To spice up the situation Hawks introduces two younger characters into the veteran professional’s world, Feathers (Angie Dickinson) and Colorado (Ricky Nelson). Feathers is a saloon girl hustler who Chance tries to run out of town, and Colorado is a fast gun who eventually sides with the Sheriff. Feathers fits the bill for the typical ‘Hawksian’ woman, she’s strong willed and independent, and needs to find a man who is strong enough to handle her, which she does in Chance. The Hawks woman wants the man to be a man, and understands the conflicting impulses that type of man has to deal with, but she’s smart enough to know she needs to love him for who he is. "You said you love me", says Feathers, "I said I’d arrest ya" bleats Chance, "Same thing", she replies.
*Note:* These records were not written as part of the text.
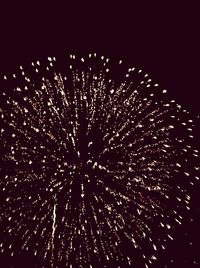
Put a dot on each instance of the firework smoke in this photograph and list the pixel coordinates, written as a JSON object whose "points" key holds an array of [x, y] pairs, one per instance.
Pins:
{"points": [[91, 159]]}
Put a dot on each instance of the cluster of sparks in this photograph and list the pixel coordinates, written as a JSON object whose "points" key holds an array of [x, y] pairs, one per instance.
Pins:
{"points": [[89, 160]]}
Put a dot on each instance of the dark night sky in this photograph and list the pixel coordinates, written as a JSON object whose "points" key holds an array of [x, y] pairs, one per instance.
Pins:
{"points": [[162, 39]]}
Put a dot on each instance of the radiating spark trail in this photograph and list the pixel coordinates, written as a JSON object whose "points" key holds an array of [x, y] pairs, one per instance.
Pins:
{"points": [[92, 157]]}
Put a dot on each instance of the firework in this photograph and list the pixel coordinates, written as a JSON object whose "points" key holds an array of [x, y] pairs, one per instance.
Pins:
{"points": [[94, 156]]}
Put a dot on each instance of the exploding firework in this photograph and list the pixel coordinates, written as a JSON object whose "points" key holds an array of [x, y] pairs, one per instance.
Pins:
{"points": [[93, 157]]}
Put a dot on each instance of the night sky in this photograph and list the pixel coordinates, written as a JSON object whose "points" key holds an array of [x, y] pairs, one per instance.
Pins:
{"points": [[162, 40]]}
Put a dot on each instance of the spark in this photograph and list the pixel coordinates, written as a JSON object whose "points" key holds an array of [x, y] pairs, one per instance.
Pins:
{"points": [[89, 160]]}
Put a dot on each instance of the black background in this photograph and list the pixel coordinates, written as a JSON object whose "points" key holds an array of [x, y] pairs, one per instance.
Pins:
{"points": [[162, 39]]}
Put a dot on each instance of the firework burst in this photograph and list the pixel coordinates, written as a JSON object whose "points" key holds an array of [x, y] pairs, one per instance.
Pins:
{"points": [[93, 156]]}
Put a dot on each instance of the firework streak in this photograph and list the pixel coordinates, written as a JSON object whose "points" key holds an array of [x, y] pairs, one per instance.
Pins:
{"points": [[93, 156]]}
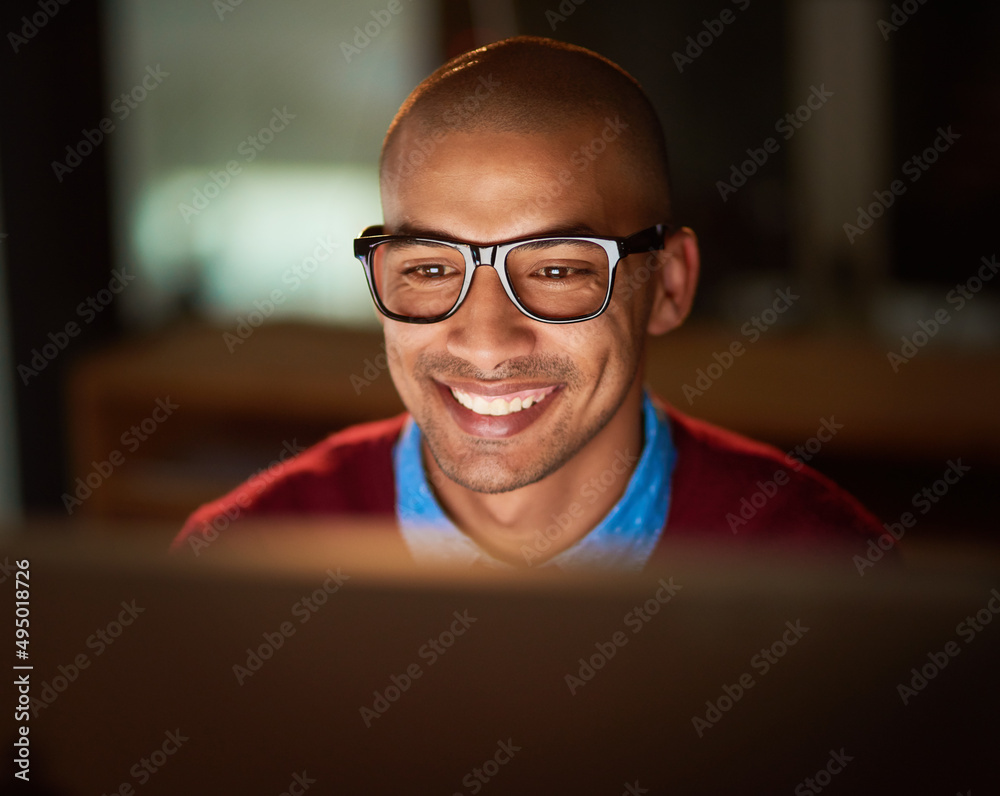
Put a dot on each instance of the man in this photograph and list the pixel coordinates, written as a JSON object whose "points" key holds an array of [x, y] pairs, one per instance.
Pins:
{"points": [[526, 254]]}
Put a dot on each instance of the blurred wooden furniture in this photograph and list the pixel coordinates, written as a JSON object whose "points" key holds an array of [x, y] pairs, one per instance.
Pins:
{"points": [[240, 407]]}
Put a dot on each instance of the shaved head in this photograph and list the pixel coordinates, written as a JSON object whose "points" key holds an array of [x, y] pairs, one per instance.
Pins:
{"points": [[534, 86]]}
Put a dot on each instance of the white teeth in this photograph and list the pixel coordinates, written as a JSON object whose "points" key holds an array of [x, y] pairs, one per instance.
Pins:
{"points": [[496, 407], [480, 405]]}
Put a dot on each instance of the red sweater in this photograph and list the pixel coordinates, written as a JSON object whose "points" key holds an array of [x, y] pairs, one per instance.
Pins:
{"points": [[724, 488]]}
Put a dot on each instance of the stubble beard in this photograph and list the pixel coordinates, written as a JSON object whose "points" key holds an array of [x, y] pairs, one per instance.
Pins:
{"points": [[484, 465]]}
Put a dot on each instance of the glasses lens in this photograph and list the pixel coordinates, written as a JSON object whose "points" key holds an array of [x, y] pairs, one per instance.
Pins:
{"points": [[418, 279], [560, 279]]}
Alternately she will have something about herself she’ll typically want him to object to and therefore give her the chance at fundamental change, with Feathers it’s her job as a saloon singer. Colorado’s character allows the opportunity to show how the Hawks group can bond, and for that Hawks made use of the fact that he had two popular singers in the roles with Martin and Nelson, and they provide a lovely cowboy song duet, with Brennan on harmonica, in ‘My Rifle, My Pony And Me’.
In the final analysis, with all it’s technical proficiency, careful crafting and Hollywood polish, Rio Bravo is most of all a film about deep male friendship through the relationship of Chance and Dude, and of the redemption that the friendship makes possible for Dude. It’s this quality above all that helps elevate it beyond an ‘extended TV episode’ and takes it into the realms of artful insight. As with the central relationship in Hawks’ Only Angels Have Wings from 1939, where Geoff (Cary Grant) ‘loves’ the troubled Kid (Thomas Mitchell) so it is with Chance and the troubled Dude. Furthman also wrote the earlier piece, which was very in tune with the fatalism found in the French poetic realist films of the era, indeed it may be one of few American films that could fit that sub-genre, whereas Rio Bravo is a film for the Eisenhower era, where the values of an earlier time speak to what is lacking in the present. Consumerist 1950’s America, rampant and unfettered had created an environment where what you had in terms of material things was deemed to be more important than the foundations of a society that was failing to put conspicuous consumption into perspective. While Hawks was not a political filmmaker he had found an era where his message of traditional values of courage and friendship could find resonance in a culture broadly unaware of the emptiness at the core of it’s pyrite heart.
Rio Bravo is a knockout at every level, a reminder that John Wayne with the right director is peerless, and there’s even a tribute shot to The Searchers as Wayne’s graceful form is unmistakably framed in a doorway during the final showdown, surely a reverent little nod to Ford from Hawks? Rio Bravo is a carefully paced joy to be savoured, and it’s also a beautiful long-form-essay summation of the career of one of Hollywood’s survivors, consummate technicians and compelling personalities in Howard Hawks.